Die aandacht voor de kwaliteit van het leven is er niet alleen in het welzijnsbeleid, bijvoorbeeld door de uitbreiding van de kinderopvang en door de invoering van een persoonsgebonden assistentiebudget, maar ook in het globale beleid en dan vooral in het milieubeleid. Daarom verbaast het me dat we in de septemberverklaring niets vernomen hebben over het waterzuiveringsbeleid. In juni hebben we namelijk beslist dat beleid inhoudelijk te heroriënteren en de taken efficiënter te verdelen. Daarover zal er in oktober in het parlement gedebatteerd worden.
We hebben beslist onderhandelingen op te starten met Aquafin. De strategie is dat we daarover eerst een discussie voeren in de commissie voor Leefmilieu, Natuurbehoud en Ruimtelijke Ordening voor we nieuwe verklaringen afleggen. De voorbereidingen van deze onderhandelingen zijn volop bezig. Verder zijn we bezig met de voorbereidingen van het decreet integraal waterbeheer.
Ik denk dat de leden van de commissie Leefmilieu, Natuurbehoud en Ruimtelijke Ordening uitkijken naar dat debat.
De Vlaamse regering geeft prioriteit aan de versnelde aankoop van natuurgebieden.

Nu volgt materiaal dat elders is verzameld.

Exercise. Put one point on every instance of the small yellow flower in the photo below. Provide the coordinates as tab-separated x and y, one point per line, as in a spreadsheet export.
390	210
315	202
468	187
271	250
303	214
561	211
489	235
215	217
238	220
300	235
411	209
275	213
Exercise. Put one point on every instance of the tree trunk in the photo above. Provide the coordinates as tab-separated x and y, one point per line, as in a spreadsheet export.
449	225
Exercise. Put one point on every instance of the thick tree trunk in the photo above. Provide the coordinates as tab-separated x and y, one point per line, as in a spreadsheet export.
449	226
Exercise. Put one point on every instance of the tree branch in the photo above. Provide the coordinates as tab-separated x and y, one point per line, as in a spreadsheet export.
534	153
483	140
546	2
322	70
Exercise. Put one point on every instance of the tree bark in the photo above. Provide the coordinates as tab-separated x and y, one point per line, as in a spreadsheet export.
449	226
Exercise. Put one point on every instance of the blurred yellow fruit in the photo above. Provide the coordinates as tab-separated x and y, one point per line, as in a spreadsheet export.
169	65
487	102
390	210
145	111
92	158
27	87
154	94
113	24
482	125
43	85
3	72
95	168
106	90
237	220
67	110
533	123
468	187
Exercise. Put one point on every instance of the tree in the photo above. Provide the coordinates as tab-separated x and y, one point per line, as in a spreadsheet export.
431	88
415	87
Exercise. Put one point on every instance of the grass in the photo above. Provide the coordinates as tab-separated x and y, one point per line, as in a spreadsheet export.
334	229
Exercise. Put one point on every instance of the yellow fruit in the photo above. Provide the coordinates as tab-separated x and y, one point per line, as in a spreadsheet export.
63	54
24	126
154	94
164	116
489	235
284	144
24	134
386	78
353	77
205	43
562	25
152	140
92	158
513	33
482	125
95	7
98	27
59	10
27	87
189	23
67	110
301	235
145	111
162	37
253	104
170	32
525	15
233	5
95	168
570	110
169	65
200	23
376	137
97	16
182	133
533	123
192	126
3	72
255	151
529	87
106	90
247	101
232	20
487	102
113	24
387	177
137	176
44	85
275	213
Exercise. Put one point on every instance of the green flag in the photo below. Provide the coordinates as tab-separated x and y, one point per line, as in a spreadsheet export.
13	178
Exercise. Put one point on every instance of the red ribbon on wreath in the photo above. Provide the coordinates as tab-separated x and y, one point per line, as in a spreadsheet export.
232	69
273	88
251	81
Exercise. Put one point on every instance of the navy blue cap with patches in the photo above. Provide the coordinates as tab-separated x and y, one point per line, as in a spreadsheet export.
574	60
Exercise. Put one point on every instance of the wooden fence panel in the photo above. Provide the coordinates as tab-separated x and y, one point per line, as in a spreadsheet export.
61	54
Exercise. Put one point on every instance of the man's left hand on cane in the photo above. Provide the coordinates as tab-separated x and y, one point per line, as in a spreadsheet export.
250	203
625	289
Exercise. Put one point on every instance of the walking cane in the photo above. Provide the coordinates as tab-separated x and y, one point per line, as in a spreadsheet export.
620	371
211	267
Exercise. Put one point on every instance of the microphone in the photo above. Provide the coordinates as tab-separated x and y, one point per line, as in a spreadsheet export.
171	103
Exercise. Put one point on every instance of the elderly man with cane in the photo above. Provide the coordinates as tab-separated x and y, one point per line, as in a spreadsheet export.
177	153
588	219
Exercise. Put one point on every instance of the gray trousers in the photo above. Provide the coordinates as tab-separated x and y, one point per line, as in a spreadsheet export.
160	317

Mijn fractie meent dat we in de tweede helft van 2001 een versnelde omzetting van Europese richtlijnen ter zake moeten kunnen realiseren. In belangrijke knelpuntdossiers zoals stedelijk afvalwater, nitratenrichtlijn en habitatrichtlijn...
De heer Van Rompuy stelde dat er in de Septemberverklaring niets terug te vinden is over landbouw. Ik ben blij met de beslissing van 20 september waarbij het Vlaams Plan voor de Plattelandsontwikkeling door het Europese Startcomité unaniem goedgekeurd werd. Op die manier wordt het mogelijk om 8 miljard frank te gebruiken voor een geïntegreerd plattelandsbeleid. In het plan wordt een verwevenheid tussen landbouw en natuur tot stand gebracht. Het wordt ook mogelijk om in het kader van het MAP vergoedingen uit te betalen aan de landbouwers in kwetsbare gebieden.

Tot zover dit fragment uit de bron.